Il brano del Vangelo di oggi, ha commentato Papa Francesco prima della recita dell’Angelus domenicale, è una vera e propria “lezione sul valore dell’umiltà“: per mezzo delle Parabole di oggi, infatti, “Gesù ci fa capire la necessità di scegliere l’ultimo posto, cioè di cercare la piccolezza e il nascondimento“, ha spiegato il Vescovo di Roma, in una parola: cercare l’umiltà.

L’episodio del Vangelo di oggi ci mostra Gesù nella casa di uno dei capi dei farisei, intento ad osservare come gli invitati a pranzo si affannano per scegliere i primi posti” – ha detto il Santo Padre rivolgendosi ai fedeli presenti in Piazza San Pietro –  “È una scena che abbiamo visto tante volte: cercare il posto migliore anche “con i gomiti”. Nel vedere questa scena, egli narra due brevi parabole con le quali offre due indicazioni: una riguarda il posto, l’altra riguarda la ricompensa“.

Per quanto riguarda la prima parabola, quella che tratta del posto, Gesù ci insegna che “l’orgoglio, l’arrivismo, la vanità, l’ostentazione sono la causa di molti mali“. Infatti quando perseguiamo il cammino della vanità siamo noi stessi che vogliamo scegliere il nostro posto nella vita, quando invece l’atteggiamento del cristiano deve essere quello di lasciare che sia Dio ad assegnarci il nostro posto.

Gesù, infatti, ci dice che “quando ci poniamo davanti a Dio in questa dimensione di umiltà, allora Dio ci esalta, si china verso di noi per elevarci a sé; «perché chiunque si esalta sarà umiliato, e chi si umilia sarà esaltato»“. Tuttavia Gesù ci dice anche un’altra cosa: coloro che saranno umili, lasciando che sia lo Spirito Santo a operare in loro, riceveranno una ricompensa ben superiore a quella che avrebbero potuto avere secondo il modo di pensare di questo mondo.

Infatti “Dio paga molto di più degli uomini!

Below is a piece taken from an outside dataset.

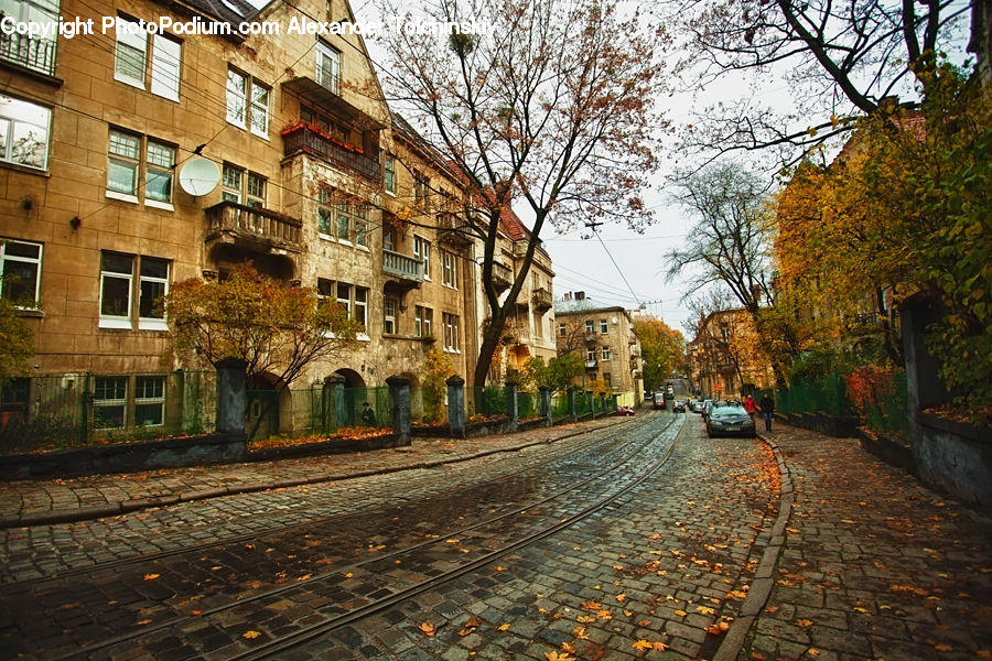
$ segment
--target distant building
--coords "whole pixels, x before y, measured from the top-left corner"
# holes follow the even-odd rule
[[[617,402],[637,405],[644,390],[640,339],[630,313],[570,292],[554,302],[558,354],[578,353],[585,362],[579,384],[618,395]]]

Lui ci dà un posto molto più bello di quello che ci danno gli uomini! – ha ricordato Papa Francesco – Il posto che ci dà Dio è vicino al suo cuore e la sua ricompensa è la vita eterna. «Sarai beato – dice Gesù – … Riceverai la tua ricompensa alla risurrezione dei giusti»“.

E questo è proprio quanto ci insegna la seconda Parabola di oggi. In questa, però, ha ulteriormente sottolineato Bergoglio, Gesù non solo ci dice che il cristiano deve “scegliere la gratuità invece del calcolo opportunistico che cerca di ottenere una ricompensa, che cerca l’interesse e che cerca di arricchirsi di più“, ma ci indica anche “la sua preferenza per i poveri e gli esclusi, che sono i privilegiati del Regno di Dio, e lancia il messaggio fondamentale del Vangelo che è servire il prossimo per amore di Dio“.

Oggi, Gesù si fa voce di chi non ha voce e rivolge a ciascuno di noi un accorato appello ad aprire il cuore e fare nostre le sofferenze e le ansie dei poveri, degli affamati, degli emarginati, dei profughi, degli sconfitti dalla vita, di quanti sono scartati dalla società e dalla prepotenza dei più forti. – ha dunque concluso Papa Francesco – Chiediamo alla Vergine Maria di condurci ogni giorno sulla via dell’umiltà, Lei che è stata umile tutta la vita, e di renderci capaci di gesti gratuiti di accoglienza e di solidarietà verso gli emarginati, per diventare degni della ricompensa divina“.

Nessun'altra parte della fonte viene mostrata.